Timing and Intensity Variations

  • News media shows major spikes in AI bubble concerns, often leading the narrative cycle with the highest peaks
  • Earnings calls demonstrate cyclical attention to bubble concerns, with executives addressing topics most prominently during specific quarters
  • SEC filings show the most volatile pattern with multiple significant spikes, suggesting ongoing regulatory concerns

Narrative Progression

  • Media coverage often leads the initial bubble narrative, potentially triggering corporate responses visible in earnings calls
  • Corporate executives’ discussions peak during specific periods but tend to diminish over time
  • SEC filing mentions frequently show increased intensity throughout the analysis period, indicating persistent regulatory attention

Cross-Source Intelligence

  • Different sources provide complementary perspectives on the same underlying narrative
  • Timing lags between sources reveal information flow patterns and decision-making hierarchies
  • The intensity patterns help identify when narratives are gaining or losing momentum across different stakeholder groups

Export the Results

Export the data as Excel files for further analysis or to share with the team.
try:
    # Create the Excel manager
    excel_manager = ExcelManager()

    # Define the dataframes and their sheet configurations
    df_args = [
        (news_df, "News Narratives", (0, 0)),
        (transcripts_df, "Earnings Call Narratives", (0, 0)),
        (filings_df, "SEC Filing Narratives", (0, 0)),
        (source_summary, "Summary", (1, 1))
    ]

    # Save the workbook
    combined_results_path = f"{output_dir}/ai_bubble_narrative_analysis.xlsx"
    excel_manager.save_workbook(df_args, combined_results_path)

    print(f"✅ Results exported to {combined_results_path}")

except Exception as e:
    print(f"Warning while exporting to excel: {e}")

Conclusion

The NarrativeMiners provide a comprehensive automated framework for tracking narrative evolution across multiple information sources simultaneously.
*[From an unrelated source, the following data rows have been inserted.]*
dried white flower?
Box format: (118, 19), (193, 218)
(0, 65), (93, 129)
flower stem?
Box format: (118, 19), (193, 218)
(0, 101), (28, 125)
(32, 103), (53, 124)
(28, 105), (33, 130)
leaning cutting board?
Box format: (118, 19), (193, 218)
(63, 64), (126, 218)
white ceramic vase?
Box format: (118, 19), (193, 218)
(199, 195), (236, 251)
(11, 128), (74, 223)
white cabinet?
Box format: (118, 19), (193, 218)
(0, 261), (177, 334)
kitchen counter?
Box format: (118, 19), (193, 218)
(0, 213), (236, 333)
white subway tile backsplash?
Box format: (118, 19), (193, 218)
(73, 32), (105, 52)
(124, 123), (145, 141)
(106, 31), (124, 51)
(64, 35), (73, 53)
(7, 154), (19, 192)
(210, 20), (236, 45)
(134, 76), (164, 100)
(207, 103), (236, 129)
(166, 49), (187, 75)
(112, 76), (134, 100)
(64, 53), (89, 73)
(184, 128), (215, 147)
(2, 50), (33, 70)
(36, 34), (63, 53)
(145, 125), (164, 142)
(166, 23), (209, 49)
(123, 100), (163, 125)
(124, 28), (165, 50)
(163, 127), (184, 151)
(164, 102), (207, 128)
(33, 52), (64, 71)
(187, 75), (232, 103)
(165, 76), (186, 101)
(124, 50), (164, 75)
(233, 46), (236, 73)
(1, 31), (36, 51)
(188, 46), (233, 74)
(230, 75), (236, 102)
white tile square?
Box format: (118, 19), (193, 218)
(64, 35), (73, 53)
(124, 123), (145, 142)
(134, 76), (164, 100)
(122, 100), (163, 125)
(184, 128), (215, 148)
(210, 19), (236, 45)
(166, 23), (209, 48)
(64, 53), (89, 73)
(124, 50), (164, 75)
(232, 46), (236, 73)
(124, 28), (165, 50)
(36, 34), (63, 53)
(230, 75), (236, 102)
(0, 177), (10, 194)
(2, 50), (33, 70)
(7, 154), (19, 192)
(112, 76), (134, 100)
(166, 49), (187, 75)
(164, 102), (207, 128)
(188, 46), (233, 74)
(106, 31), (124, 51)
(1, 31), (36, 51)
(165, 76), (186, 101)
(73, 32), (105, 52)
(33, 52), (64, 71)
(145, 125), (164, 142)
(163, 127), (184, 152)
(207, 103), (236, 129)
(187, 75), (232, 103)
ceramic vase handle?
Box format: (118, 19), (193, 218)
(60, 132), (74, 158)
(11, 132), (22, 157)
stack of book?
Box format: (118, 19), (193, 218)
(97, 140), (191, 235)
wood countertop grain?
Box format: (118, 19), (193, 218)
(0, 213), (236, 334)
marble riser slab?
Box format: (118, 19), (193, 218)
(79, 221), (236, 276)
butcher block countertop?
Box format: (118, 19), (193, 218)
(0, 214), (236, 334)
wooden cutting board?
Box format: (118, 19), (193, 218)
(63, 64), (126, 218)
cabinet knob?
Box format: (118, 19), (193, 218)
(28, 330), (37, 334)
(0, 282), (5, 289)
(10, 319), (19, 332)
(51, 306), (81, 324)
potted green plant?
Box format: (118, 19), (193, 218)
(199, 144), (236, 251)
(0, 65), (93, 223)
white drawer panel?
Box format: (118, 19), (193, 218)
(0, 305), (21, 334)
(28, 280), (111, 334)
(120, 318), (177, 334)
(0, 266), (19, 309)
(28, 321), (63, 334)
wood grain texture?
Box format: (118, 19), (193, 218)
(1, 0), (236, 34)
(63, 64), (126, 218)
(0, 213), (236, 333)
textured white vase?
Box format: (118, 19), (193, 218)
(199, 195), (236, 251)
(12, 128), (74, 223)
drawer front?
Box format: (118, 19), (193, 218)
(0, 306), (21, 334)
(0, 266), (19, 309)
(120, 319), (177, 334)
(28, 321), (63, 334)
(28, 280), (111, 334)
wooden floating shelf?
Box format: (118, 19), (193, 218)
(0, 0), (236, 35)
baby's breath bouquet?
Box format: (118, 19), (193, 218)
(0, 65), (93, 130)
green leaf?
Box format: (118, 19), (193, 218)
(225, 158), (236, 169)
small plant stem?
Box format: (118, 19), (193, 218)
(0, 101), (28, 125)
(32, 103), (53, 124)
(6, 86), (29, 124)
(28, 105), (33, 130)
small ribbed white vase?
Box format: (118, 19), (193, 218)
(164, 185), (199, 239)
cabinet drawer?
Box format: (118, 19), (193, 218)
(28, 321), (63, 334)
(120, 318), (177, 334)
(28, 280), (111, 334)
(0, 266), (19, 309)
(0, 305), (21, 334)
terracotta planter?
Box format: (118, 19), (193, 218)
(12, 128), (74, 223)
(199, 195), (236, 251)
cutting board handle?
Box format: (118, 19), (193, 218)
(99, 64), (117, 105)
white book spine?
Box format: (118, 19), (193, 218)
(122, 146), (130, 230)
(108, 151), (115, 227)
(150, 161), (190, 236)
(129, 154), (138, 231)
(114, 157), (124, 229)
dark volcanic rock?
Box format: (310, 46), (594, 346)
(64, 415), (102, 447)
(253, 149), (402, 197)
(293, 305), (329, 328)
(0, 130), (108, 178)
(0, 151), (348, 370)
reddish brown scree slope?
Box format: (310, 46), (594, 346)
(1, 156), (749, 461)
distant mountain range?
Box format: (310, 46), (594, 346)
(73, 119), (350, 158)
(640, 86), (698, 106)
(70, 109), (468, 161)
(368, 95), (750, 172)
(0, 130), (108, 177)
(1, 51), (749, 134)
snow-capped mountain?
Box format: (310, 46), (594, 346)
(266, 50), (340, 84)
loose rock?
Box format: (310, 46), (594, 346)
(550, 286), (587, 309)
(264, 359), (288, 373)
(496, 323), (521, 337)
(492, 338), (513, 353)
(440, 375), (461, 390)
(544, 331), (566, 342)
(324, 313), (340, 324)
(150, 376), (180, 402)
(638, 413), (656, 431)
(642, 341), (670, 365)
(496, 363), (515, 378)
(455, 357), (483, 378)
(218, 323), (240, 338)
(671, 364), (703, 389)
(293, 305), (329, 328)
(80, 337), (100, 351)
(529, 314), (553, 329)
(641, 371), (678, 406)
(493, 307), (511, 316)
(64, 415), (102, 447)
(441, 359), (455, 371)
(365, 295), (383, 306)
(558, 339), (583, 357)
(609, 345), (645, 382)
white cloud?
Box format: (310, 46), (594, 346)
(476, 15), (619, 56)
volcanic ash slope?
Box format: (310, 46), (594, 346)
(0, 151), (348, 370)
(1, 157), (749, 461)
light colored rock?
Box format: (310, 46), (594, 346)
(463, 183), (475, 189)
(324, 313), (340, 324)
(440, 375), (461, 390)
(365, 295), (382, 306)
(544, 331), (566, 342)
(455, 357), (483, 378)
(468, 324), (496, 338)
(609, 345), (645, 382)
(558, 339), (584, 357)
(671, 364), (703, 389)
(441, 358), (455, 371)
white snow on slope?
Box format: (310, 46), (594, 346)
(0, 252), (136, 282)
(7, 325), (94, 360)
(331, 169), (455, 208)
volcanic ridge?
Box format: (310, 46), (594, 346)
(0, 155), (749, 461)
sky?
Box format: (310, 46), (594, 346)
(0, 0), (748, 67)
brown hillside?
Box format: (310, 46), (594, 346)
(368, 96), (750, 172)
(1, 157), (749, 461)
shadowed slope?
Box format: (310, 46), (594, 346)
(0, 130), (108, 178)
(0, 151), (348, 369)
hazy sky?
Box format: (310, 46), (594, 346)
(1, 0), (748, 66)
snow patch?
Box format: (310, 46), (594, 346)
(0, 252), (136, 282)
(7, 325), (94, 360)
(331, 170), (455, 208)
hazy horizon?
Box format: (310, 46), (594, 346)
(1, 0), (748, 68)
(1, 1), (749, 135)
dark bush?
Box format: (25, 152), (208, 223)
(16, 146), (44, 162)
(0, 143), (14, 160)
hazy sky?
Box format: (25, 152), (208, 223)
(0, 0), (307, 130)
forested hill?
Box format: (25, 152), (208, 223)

By systematically combining advanced information retrieval with temporal analysis, this workflow transforms scattered narrative signals into structured intelligence for strategic decision-making. Through the automated analysis of AI bubble concerns across news, earnings calls, and regulatory filings, you can:
  1. Identify narrative emergence patterns - Discover how market narratives first appear and which sources tend to lead narrative development cycles
  2. Track cross-source narrative flow - Monitor how narratives propagate from initial media coverage through corporate communications to regulatory attention
  3. Quantify narrative intensity - Measure the relative importance and persistence of specific narratives across different information channels and time periods
  4. Detect timing patterns - Identify lead-lag relationships between sources that reveal decision-making hierarchies and information flow patterns
  5. Monitor narrative evolution - Track how narratives change, intensify, or diminish over time across different stakeholder groups
  6. Generate comparative intelligence - Create comprehensive reports that reveal which narratives are gaining momentum and where, enabling proactive strategic positioning
From conducting early-warning narrative monitoring to building investment strategies based on narrative momentum or assessing market sentiment evolution across information sources, the NarrativeMiners automate the research process while maintaining the depth required for professional analysis. The cross-source methodology ensures comprehensive coverage of narrative development, making it an invaluable tool for systematic market narrative intelligence in dynamic information environments. This analysis demonstrates how systematic narrative mining across multiple document types provides richer insights than analyzing any single source in isolation, revealing the complete lifecycle of market narratives from emergence to institutional response.